Rest In Peace, Doctor GonzoFrom the Denver Post:
Hunter S. Thompson died of a self-inflicted gunshot wound at his home in Woody Creek on Sunday night. He was 67.
this photo comes from the Denver Post as well...
I think about Hunter S. Thompson every day. I don't know him personally, but my concept of him speaks to me out loud. Whenever I'm tired and I want to sleepwalk through my own life, Hunter S. Thompson' blows some smoke in my ear and growls "get moving, you lazy little bastard."
Thompson was a hissing, spitting cobra to the life's mongoose of mediocrity--sometimes the mongoose attacked, but he always bit back like a motherfucker. His sad and sudden death leaves a terrifying vacuum in the annals of American discourse. At a time when relentless charismatic status quo-style mediocrity has the hearts and minds of the American public thumping in its greedy fists, we need a loud, profane voice to stab it to death...or at least ventilate some steam out of its suit.
Although I am not sure if he ever said it publicly, the blogging phenomenon must have tickled him to no end. Blogs are nothing more than pure Gonzo journalism at its finest: raw, ripped straight from the fingers of the writer and seared across public consciousness in a matter of seconds. The actual reality of a slavering pack of hungry journalistic pirahna-dogs, set to tear down any and all half-truths and phonies deeply rooted in any establishment anywhere...he must have seen some sort of beauty in that.
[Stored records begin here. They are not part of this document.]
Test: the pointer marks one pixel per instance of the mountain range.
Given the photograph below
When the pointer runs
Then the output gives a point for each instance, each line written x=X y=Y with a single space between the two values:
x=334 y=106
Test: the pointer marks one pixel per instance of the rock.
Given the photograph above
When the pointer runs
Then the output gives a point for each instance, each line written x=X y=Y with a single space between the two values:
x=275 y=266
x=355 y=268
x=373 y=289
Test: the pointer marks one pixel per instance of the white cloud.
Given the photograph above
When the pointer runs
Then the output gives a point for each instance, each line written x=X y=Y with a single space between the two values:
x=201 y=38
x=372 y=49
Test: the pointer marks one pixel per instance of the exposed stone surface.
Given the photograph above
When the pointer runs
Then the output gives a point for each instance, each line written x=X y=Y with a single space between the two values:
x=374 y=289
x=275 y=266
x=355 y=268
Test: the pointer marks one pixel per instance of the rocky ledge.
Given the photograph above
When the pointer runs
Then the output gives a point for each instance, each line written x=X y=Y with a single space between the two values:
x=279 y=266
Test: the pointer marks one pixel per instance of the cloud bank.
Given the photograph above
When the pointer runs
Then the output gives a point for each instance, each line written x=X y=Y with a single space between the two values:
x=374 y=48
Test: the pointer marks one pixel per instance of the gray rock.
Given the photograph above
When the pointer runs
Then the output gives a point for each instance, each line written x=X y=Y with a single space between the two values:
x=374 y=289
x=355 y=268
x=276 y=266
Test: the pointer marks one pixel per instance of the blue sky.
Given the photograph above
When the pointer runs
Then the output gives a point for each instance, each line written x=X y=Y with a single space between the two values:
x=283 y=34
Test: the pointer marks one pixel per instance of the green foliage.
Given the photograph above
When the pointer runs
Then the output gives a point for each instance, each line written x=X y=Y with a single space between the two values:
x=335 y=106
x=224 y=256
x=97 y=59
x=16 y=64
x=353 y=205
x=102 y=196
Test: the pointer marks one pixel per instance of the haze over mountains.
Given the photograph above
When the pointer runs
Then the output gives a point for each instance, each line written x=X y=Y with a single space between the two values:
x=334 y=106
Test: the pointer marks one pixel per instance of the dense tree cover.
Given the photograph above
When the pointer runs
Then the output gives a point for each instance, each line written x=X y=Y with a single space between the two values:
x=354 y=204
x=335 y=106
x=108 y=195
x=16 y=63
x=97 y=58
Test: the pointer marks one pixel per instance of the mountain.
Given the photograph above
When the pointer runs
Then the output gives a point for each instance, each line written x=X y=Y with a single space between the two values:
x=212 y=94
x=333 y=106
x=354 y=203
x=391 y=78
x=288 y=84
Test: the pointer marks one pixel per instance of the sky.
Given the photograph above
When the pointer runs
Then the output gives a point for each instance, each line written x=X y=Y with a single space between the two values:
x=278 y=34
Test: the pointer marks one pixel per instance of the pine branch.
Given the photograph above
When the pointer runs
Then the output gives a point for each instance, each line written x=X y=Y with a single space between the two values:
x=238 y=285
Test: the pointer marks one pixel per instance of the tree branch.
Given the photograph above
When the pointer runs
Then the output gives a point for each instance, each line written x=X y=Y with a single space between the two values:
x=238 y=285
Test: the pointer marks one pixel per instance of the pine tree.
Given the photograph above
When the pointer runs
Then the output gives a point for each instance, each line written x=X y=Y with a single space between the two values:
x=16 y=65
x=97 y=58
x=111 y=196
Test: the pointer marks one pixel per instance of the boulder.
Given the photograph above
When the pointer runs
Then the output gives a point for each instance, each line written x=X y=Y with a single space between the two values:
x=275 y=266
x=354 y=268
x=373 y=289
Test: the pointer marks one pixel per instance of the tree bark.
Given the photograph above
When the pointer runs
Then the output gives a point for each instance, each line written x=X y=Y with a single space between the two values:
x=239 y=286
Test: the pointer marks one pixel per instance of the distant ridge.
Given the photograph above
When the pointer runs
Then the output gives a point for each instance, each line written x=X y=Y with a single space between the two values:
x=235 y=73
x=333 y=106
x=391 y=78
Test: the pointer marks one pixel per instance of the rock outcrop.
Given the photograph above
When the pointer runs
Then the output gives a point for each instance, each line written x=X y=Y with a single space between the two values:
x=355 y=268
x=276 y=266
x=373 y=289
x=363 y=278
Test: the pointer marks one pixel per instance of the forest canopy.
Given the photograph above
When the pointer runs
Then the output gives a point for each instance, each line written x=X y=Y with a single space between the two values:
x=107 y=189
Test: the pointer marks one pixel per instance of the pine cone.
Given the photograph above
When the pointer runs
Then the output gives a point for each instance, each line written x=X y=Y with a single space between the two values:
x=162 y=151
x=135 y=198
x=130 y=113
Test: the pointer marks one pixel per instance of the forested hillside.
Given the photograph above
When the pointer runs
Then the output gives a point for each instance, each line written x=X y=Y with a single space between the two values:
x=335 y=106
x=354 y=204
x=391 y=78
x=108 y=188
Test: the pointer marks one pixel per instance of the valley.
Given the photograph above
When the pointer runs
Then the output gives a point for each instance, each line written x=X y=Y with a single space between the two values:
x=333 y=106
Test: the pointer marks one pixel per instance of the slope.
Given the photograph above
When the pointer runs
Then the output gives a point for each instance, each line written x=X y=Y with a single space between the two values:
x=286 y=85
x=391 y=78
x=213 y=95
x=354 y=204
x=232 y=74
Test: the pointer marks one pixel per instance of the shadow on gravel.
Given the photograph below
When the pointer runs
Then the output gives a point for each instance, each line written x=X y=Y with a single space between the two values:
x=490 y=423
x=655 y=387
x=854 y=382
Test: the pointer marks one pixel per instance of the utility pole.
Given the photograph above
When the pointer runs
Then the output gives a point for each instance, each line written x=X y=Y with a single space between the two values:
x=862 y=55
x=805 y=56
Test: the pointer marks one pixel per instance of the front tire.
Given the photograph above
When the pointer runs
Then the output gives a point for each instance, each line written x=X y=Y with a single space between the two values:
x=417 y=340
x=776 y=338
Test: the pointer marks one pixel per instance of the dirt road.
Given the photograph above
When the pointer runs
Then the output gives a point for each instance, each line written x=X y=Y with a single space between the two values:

I learned to appreciate whiskey long before I could drink it, thanks to Thompson. Through Thompson's tremendous and prolific career I took my first baby steps towards throwing myself into any and all experiences I could find, and I learned to trust my guts with my writing through Thompson's ballsy prose. He might have had substance abuse problems and an ego bigger than a Colorado snowfall, but Doctor Gonzo had brass cojones the size of watermelons channeling straight through his heart and onto the page. To read any of his pages is to know the power of balls and soul working in tandem and at maximum efficiency.
Reading between Thompson's brilliant lines paints a different portrait, however. You'll see real paranoia, terror, and a fragile, nervous personality frayed by life lived too hard and too long on the fringes of sanity. Hunter S. Thompson is an exciting anti-hero in print, but the man behind the legend must have felt crushingly lonely, sad, and alienated from everyone on earth.
I'm going to part here with a bit of wisdom from Thompson's pages, but not from Fear and Loathing in Las Vegas...let the "mainstream" media quote that to death all week. This passage from a letter to a friend in 1958, crystallizes what it is about Thompson that resonates most deeply within me:
"...a man who procrastinates in his CHOOSING will inevitably have his choices made for him by circumstance.
So if you now number yourself among the disenchanted, then you have no choice but to accept things as they are, or to seriously seek something else. But beware of looking for goals: look for a way of life. Decide how you want to live and the see what you can do to make a living WITHIN that way of life.
But you say, 'I don't know where to look; I don't know what to look for.' And there's the crux. Is it worth giving up what I have to look for something better? I don't know--is it? Who can make that decision but you? But even by DECIDING TO LOOK, you go a long way toward making the choice...
There is more to it than that-- no one HAS to do something he doesn't want to do for the rest of his life. But then again, if that's what you end up doing, by all means convince youself that you HAD to do it. You'll have lots of company."